Kansas receives $69 million in federal stimulus funds for unemployment benefits

June 18, 2009


— Kansas officials were notified Thursday that the state will receive $69 million in federal stimulus funds for unemployment benefits.

“It was less than one month ago that I was joined by aviation and business leaders in Wichita, signing the legislation that qualified Kansas for these funds, and already, we’re seeing how swift action can achieve swift results,” said Gov. Mark Parkinson. “These resources will help out-of-work Kansans put food on the table while they learn new skills for a new job, and that is a critical step in turning our economy around,” he said.

Kansas became eligible for the funds under the federal American Recovery and Reinvestment Act after the 2009 legislative session when lawmakers approved changes in the state’s unemployment system.

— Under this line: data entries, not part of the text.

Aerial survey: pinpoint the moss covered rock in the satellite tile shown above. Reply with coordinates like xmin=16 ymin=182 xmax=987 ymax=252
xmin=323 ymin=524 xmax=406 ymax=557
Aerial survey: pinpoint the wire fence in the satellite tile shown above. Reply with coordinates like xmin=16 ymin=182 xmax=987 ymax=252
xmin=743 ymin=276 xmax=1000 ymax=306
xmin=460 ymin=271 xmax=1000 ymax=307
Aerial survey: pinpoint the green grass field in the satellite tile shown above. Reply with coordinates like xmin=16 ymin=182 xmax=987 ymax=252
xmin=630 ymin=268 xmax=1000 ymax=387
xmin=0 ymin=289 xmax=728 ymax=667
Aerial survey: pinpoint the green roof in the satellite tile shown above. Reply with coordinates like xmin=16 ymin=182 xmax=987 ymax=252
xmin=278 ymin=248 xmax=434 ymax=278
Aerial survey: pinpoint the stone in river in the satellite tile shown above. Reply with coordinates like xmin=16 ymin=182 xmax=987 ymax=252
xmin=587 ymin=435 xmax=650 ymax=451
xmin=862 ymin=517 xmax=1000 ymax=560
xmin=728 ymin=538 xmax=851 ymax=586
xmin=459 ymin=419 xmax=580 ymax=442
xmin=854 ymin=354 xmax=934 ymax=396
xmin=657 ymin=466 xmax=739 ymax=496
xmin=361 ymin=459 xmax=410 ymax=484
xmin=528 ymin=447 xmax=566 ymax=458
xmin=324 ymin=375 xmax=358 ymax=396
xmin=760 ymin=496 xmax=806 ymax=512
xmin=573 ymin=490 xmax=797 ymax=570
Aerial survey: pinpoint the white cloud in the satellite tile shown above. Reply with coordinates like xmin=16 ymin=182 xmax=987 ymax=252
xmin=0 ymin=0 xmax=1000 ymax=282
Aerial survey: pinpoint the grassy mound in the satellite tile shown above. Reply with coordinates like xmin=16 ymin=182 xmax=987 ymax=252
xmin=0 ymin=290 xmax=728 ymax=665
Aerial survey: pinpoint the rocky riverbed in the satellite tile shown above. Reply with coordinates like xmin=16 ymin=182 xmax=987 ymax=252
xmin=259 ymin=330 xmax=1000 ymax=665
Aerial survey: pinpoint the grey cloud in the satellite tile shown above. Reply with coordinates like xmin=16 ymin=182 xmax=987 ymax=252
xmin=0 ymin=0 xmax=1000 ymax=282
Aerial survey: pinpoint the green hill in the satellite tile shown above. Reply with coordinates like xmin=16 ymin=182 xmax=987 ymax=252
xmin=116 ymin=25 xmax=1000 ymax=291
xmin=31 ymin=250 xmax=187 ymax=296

Those changes included an alternate wage base period to determine an individual’s eligibility for unemployment benefits; codifying a long-time practice of allowing benefits to those seeking part-time work; and providing up to 26 additional weeks of benefits for individuals participating in approved training programs.


Leslie Swearingen 8 years, 11 months ago

Hopefully this will help out a lot of people.

Jake Esau 8 years, 11 months ago

While I feel sorry for those that have lost their jobs and legitimately need this money, I thought the stimulus package was to help encourage job creation... Wouldn't it be a better use of the money to create jobs for the people?

Godot 8 years, 11 months ago

And who will pay for this? Look in the eyes of that sweet baby grandchild and tell him that he will be in servitude for his entire life to pay off the debt that the all powerful Obama placed on his back to alleviate your discomfort.

Godot 8 years, 11 months ago

Math is math. There is no solution other than default or debt slavery for future generations.

feeble 8 years, 11 months ago

Before the September 11, 2001 attacks, the George W. Bush administration projected in the 2002 U.S. budget that there would be a $1.288 trillion surplus from 2001 through 2004. [1]

In the 2005 Mid-Session Review, however, this had changed to a projected deficit of $850 billion, a swing of $2.138 trillion.[2]

The latter document states that 49 percent of this swing was due to "economic and technical re-estimates", 29 percent was due to "tax relief", (mainly the 2001 and 2003 Bush tax cuts), and the remaining 22 percent was due to "war, homeland, and other enacted legislation" (mainly expenditures for the War on Terror, Iraq War, and homeland security).

We were broke long before November '08. Remind me again, what Bush and the conservative majority did between 2001 and 2006 to reduce the deficit?

[1]"Fiscal Year 2000: Budget of the United States Government." Office of Management and Budget, Executive Office of the President. Government Printing Office 2003. 2002 U.S. Budget

[2]"Fiscal Year 2005 Mid-Session Review: Budget of the United States Government." Office of Management and Budget, Executive Office of the President. 2005.